Business Standard (New Delhi) | January 13, 2008

India, EU to make trade pact offers in February

But different regulations in EU countries may slow the talks

BS Reporter

Even as experts doubt the possibility of a “deep free trade agreement” between India and the European Union (EU), both sides are likely to exchange offers on goods and services by the end of the next month.

The EU is India’s largest trading partner and accounts for one-fifth of its exports. Trade experts feel an India-EU FTA will be economically beneficial if only the treaty is “deep”, going beyond lowering tariffs and includes topics like regulatory frameworks, non-tariff barriers, as well as investment and competition policies.

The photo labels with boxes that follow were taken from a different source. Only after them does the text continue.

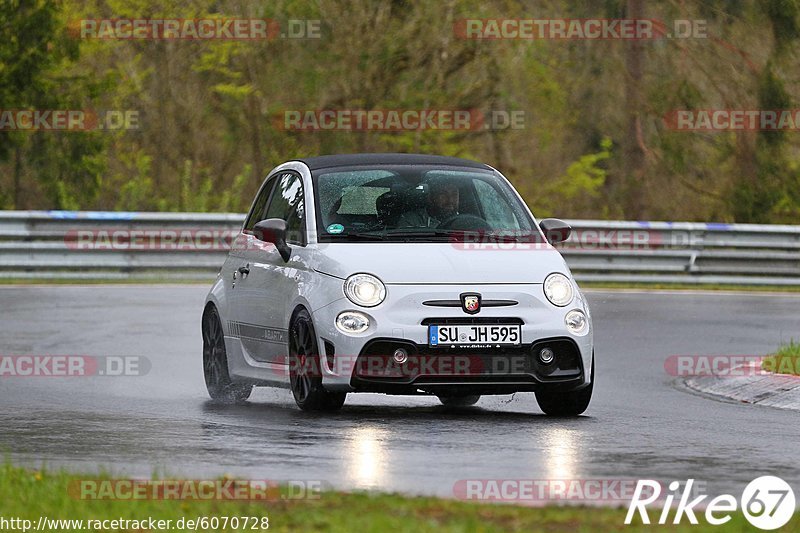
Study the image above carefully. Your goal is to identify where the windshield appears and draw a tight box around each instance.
[314,165,543,242]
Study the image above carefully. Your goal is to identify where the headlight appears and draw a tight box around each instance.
[344,274,386,307]
[544,273,574,307]
[336,311,369,335]
[564,309,589,337]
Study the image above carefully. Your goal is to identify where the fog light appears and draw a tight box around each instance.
[539,348,556,365]
[392,348,408,365]
[336,311,369,335]
[564,309,589,337]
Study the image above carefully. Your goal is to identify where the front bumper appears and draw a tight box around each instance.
[313,284,593,395]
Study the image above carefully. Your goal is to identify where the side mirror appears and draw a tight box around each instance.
[253,218,292,261]
[539,218,572,244]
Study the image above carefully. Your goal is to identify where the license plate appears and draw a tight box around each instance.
[428,324,522,346]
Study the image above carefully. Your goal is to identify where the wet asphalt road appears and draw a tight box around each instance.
[0,285,800,496]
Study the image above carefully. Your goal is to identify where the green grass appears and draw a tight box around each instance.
[0,463,800,532]
[761,340,800,376]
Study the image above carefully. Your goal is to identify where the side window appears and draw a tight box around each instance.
[242,176,278,232]
[264,172,306,245]
[473,180,520,230]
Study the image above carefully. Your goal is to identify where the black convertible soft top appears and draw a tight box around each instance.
[295,154,491,170]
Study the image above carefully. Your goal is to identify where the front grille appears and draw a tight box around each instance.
[421,316,525,326]
[354,334,582,384]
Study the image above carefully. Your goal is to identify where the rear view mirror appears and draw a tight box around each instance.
[539,218,572,244]
[253,218,292,261]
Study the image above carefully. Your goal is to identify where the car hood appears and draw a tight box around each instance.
[314,243,569,285]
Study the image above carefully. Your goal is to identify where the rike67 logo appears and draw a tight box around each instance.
[625,476,795,530]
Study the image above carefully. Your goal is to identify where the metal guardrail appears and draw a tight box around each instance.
[0,211,800,286]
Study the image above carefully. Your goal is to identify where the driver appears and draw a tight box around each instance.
[397,181,459,228]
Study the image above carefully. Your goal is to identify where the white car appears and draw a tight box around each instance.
[202,154,594,416]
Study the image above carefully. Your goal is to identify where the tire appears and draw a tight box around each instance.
[289,309,347,411]
[536,353,595,416]
[202,305,253,404]
[439,394,481,407]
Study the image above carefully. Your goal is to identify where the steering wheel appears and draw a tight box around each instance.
[436,214,492,231]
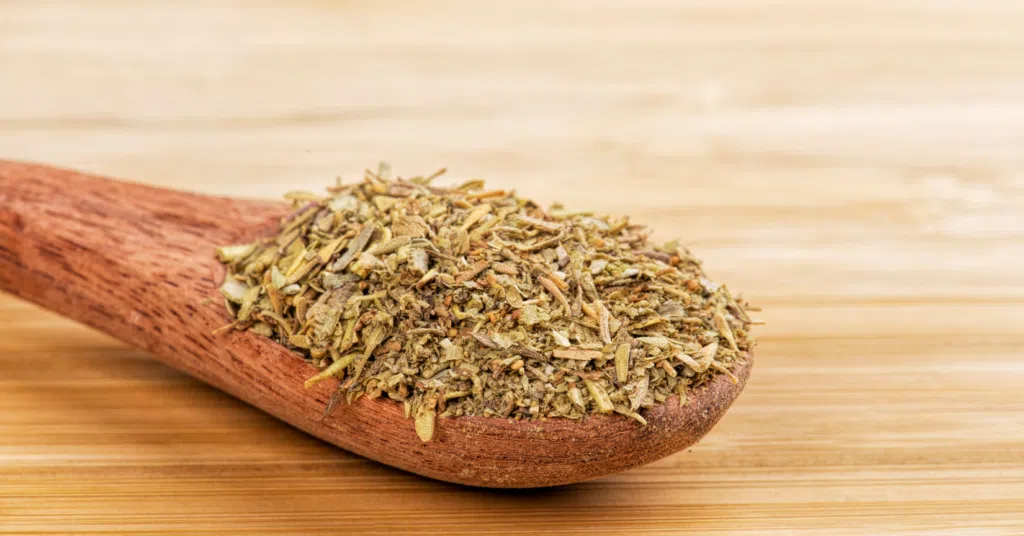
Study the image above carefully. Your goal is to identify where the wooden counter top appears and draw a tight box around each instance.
[0,0,1024,535]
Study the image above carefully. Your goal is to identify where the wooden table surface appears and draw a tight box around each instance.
[0,0,1024,535]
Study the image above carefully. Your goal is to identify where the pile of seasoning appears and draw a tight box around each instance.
[217,165,754,441]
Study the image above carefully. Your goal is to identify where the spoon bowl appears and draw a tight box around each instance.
[0,161,753,488]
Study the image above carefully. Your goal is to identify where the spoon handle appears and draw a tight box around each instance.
[0,161,288,356]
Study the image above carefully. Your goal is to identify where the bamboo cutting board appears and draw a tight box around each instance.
[0,0,1024,534]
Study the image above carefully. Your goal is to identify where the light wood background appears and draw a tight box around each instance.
[0,0,1024,535]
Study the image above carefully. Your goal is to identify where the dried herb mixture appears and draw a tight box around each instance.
[217,165,754,441]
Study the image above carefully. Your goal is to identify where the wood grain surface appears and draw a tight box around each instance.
[0,0,1024,535]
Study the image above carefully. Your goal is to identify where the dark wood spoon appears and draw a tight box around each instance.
[0,161,753,488]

“We have had three meetings. Offers will be exchanged on goods and services in the next meeting, scheduled by February-end,” said Carlos Bermejo Acosta, counsellor, trade and economic affairs at Delhi-based European Union delegation of the European Commission to India, Bhutan and Nepal. Acosta said the content of the pact was more important than “artificial” timelines.

Commerce Minister Kamal Nath recently said the talks for the FTA were one of the easiest and could be wrapped up by the end of 2008.

“We have no problem with an early conclusion of the negotiations. But we can’t have artificial timelines, which could result in a shallow FTA,” Acosta said.

Acosta said immigration and visa issues could not be included in the negotiations even though India wanted provisions related to the Blue Card visas (similar to green card of the US) to be a part of the talks. “We do not have the mandate to discuss visa issues in the FTA negotiations from the members of the EU,” he said.

Fredrik Erixon, director, European Centre for International Political Economy, Brussels, said a “deep” FTA with the EU was difficult because of different rules and regulations in the 27-member countries.

“Moreover, there is no clear mandate among the EU members on services trade. On the investment front, European bilateral investment treaties are insufficient to promote investment,” added Erixon.

Though the general perception was that agriculture-related issues would not be a problem in the proposed FTA, experts point at high tariffs in the EU on farm products.

“In 2006, most-favoured nation tariffs in the EU on farm products ranged from zero to 427 per cent. India has interests in milk products, garlic and bananas, but the tariffs are very high. Moreover, both sides have imposed a lot of anti-dumping measures on each other,” said Rajesh Chadha, senior fellow, National Centre of Applied Economic Research.